I boatos in Transatlantico davano tre deroghe per il presidente del Senato Fico, per la vicepresidente del Senato Taverna e per l’ex Guardasigilli Bonafede, l’esponente che ha portato nel 2018 Giuseppe Conte nel Movimento. Il Pd ha formalizzato i criteri delle candidatura approvando in Direzione nazionale un Regolamento. Non saranno candidati i sindaci di città con più di 20mila abitanti, mentre per i parlamentari con più di tre mandati è stata adottata una interpretazione già seguita nelle ultime due elezioni: sono esclusi solo quelli con più di 15 anni trascorsi sugli scranni. Questa interpretazione abbassa il numero (27) dei parlamentari con tre mandati pieni, visto che quello in corso è durato 4 anni e mezzo. In più deroghe specifiche vengono accordate a chi ha ricoperto o ricopre la carica di segretario nazionale (Dario Franceschini) e quella di Ministro (Roberta Pinotti, Piero Fassino, Andrea Orlando).

Non si salveranno, a meno che chiedano a Letta una deroga, big come i senatori Antonio Misiani, Salvatore Margiotta e Luigi Zanda (che ha già detto che non chiederà deroghe) e come i deputati Emanuele Fiano, Michele Bordo e Barbara Pollastrini. Ma se gli uscenti che hanno fatto 14 anni e mezzo hanno tirato un sospiro di sollievo, il segretario Letta ha fatto capire di non aspettarsi seggi sicuri, ma che chiederà a tutti di “candidarsi a casa propria”, specie nei collegi uninominali, dove saranno chiamati ad “andarsi a cercare i voti casa per casa”, per cercare di strappare qualche seggio al centrodestra. Cosa non semplice per esempio per i dirigenti siciliani come Peppe Provenzano.

Lunedì il governatore emiliano Bonaccini aveva fatto lo spesso appello fatto oggi da Letta, visto che molti aspirano a una candidatura in Emilia e Toscana.

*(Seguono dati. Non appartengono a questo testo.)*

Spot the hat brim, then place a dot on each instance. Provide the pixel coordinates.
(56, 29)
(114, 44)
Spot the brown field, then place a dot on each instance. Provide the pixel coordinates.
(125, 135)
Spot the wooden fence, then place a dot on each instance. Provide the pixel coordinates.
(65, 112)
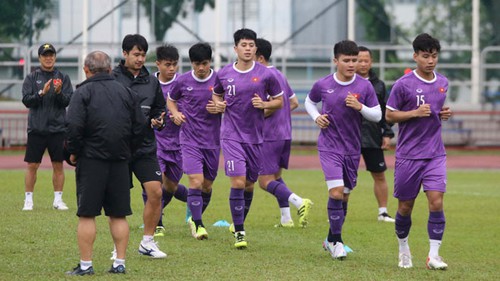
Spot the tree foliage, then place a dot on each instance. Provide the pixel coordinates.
(167, 12)
(15, 22)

Al termine della Direzione, ad esempio, i deputati toscani hanno ironizzato in Transatlantico sul fatto che Marco Furfaro si sia definito “toscano”. Abita vicino casa mia qui a Roma, ha detto Fausto Raciti che probabilmente correrà in Sicilia, mentre Stefano Ceccanti, eletto a Pisa ha glossato: “nessun toscano si definisce toscano, ma pisano, livornese, fiorentino”. Ora comporre il puzzle spetta al pisano Letta.